I nod back, but he’s already moved on to Kendall, who he apologizes to profusely and then down to shake the hands of the Warner Brothers bunch.
“We appreciate you coming in, Mr. Carter. I know this isn’t typical to have talent sit in on marketing affairs, but we have a big idea that we’re going to need both of your cooperation on. Well, actually, Mr. Switzer, our company president has a big idea.” One of the assistants clicks a button on the telecom device in the center of the table. “Tom, you’re on the line.”
My brows pull together, a habit the new facialist my agent set me up with has been threatening to permanently fix with botox.
“Mr. Carter, Ms. Jasper, how are you both?” Tom’s voice booms out of the speaker.
“I’m well, thank you.”
“Doing great, Tom. How are the kids?” Will inquires as he sits down in the chair across from mine, next to Kendall.
He takes the hat he’d been wearing backwards off and sets it on the table in front of him, sweeping a hand through his amber hair. He has a crisp, plain white T-shirt on and a pair of vintage Levi’s, the outfit I saw him most in on set whenever we weren’t in costumes.
“They’re spectacular, Will. Thanks for asking. You know, this is a great segue – and I love a good segue – because I gave Sophia the poster for your guys’ movie. The one with the two of ya sitting on the park bench. She put it up on her wall immediately, and you know what she asked me?”
I glance over at Marissa, who notices my attempt at eye contact but doesn’t meet it. My stomach gurgles. I need to burp.
Tom barrels on without anyone hazarding a guess at his question.
“She asked me, ‘Dad, are Will and Johanna dating in real life? Like Josh McGuire and Charlie Patterson?’ Well that caught my ear. She’s only 12, not quite the target audience for the movie itself, but I said, ‘Would it make a difference if they were?’ It was like I took a wrecking ball to the Hoover Dam. She talked my ear off for about 20 minutes. ‘Of course it would make a difference, dad!’”

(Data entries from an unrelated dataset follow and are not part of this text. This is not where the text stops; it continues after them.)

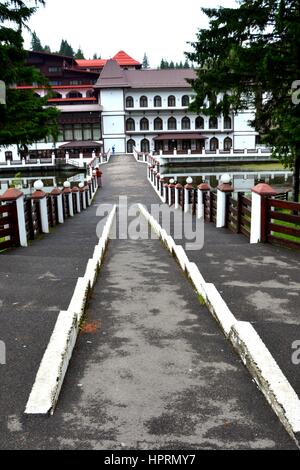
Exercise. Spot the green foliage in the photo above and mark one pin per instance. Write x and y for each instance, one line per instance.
(145, 62)
(24, 119)
(79, 54)
(36, 44)
(66, 49)
(249, 58)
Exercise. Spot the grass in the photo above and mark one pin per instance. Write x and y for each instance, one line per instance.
(289, 225)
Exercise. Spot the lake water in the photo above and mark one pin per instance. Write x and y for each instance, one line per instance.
(243, 178)
(51, 180)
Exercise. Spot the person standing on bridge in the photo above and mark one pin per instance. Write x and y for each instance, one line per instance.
(99, 176)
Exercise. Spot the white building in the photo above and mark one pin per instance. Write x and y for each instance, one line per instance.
(127, 107)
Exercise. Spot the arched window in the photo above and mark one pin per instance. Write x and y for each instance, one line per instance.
(185, 101)
(144, 102)
(227, 122)
(130, 125)
(214, 144)
(74, 94)
(157, 102)
(158, 124)
(144, 124)
(129, 103)
(199, 124)
(57, 95)
(228, 143)
(185, 123)
(213, 123)
(90, 94)
(171, 101)
(172, 124)
(145, 146)
(130, 145)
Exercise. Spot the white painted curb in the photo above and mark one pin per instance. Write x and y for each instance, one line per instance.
(253, 352)
(268, 376)
(54, 365)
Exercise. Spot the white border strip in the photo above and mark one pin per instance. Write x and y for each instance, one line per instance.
(54, 365)
(250, 347)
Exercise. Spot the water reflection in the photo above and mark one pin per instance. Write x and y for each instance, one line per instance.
(242, 179)
(25, 183)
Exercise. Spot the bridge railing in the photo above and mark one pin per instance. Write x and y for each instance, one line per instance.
(23, 219)
(265, 216)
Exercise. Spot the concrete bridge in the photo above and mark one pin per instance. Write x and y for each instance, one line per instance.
(151, 369)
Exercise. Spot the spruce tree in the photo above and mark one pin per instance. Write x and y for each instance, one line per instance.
(145, 63)
(249, 58)
(24, 119)
(36, 44)
(79, 54)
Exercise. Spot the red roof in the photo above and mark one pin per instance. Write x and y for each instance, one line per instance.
(99, 63)
(124, 59)
(121, 58)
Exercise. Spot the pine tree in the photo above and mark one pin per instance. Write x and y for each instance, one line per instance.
(145, 62)
(250, 57)
(79, 55)
(66, 49)
(36, 44)
(24, 118)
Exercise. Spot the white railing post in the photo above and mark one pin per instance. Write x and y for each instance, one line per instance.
(224, 188)
(60, 213)
(259, 193)
(187, 191)
(67, 191)
(75, 191)
(178, 188)
(202, 188)
(14, 195)
(40, 196)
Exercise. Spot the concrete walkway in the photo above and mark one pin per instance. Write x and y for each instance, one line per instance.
(151, 368)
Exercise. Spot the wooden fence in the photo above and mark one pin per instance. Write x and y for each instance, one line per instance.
(281, 223)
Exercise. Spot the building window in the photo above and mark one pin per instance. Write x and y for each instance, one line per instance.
(57, 95)
(227, 123)
(87, 132)
(228, 143)
(68, 133)
(199, 124)
(54, 69)
(213, 123)
(129, 103)
(145, 146)
(96, 131)
(144, 124)
(158, 124)
(172, 101)
(130, 145)
(74, 94)
(172, 124)
(157, 102)
(214, 144)
(144, 102)
(185, 123)
(130, 125)
(185, 101)
(90, 94)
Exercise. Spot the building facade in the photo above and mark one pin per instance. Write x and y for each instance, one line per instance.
(114, 103)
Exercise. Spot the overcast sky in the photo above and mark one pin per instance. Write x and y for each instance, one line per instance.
(161, 28)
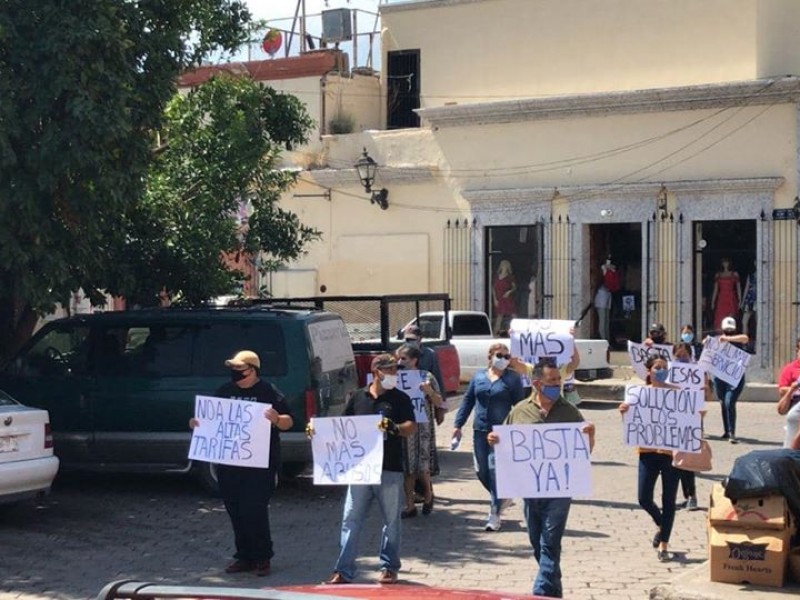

Tom laughs. My need to burp has turned into a need to be sick.
I look over at Will. His smile hasn’t faded entirely – I’m not sure it ever does – but he’s scratching at the 5 o’clock shadow that’s grown in on his chin.
“Sorry, Tom, I’m not really sure I know what you’re getting at,” Will says. “Jo and I, we aren’t –“
“We want you to fake date on the press tour,” the marketing lead for the movie cuts in.
Well, Will’s smile is gone now.
“That’s the term!” Tom interjects. “Thank you, Ebony, I knew you had told me it before but I couldn’t remember. Fake dating. Guess it’s pretty straight forward, huh?”
If Tom’s expecting any sort of response, he doesn’t get one. Will is frowning, and the Warner Brothers people are avoiding eye contact with anyone in the room but each other. I turn the ring on my index finger incessantly, trying to figure out a way to shut this down.
“I’m going to let you folks all work out the finer details. I just wanted to give you the backstory. I know you actors love a good backstory. I’ll see you both at the LA premiere. Bye for now.”
Tom’s line drops to static, and one of the assistants clicks it off again.
“I don’t know that this is the best idea,” I say.
I’m surprised the words leave my mouth, and Will clearly is, too, though he backs me up immediately: “I’m with Jo. No one’s even going to buy it anyway.”
“They might not buy it at first,” Ebony counters, “but your on-screen chemistry was one of the parts of the movie that rated highest in test screenings. You can make it happen again.”
“We were playing parts, it’s not the same when we’re just ourselves,” I argue. “I can’t pretend to date someone.”
All of a sudden, the urge to be sick overwhelms me and I stand, running to exit the conference room and enter the bathroom I saw right around the corner when I came in. I push the handle all the way up on the sink and hold my wrists under the cold water.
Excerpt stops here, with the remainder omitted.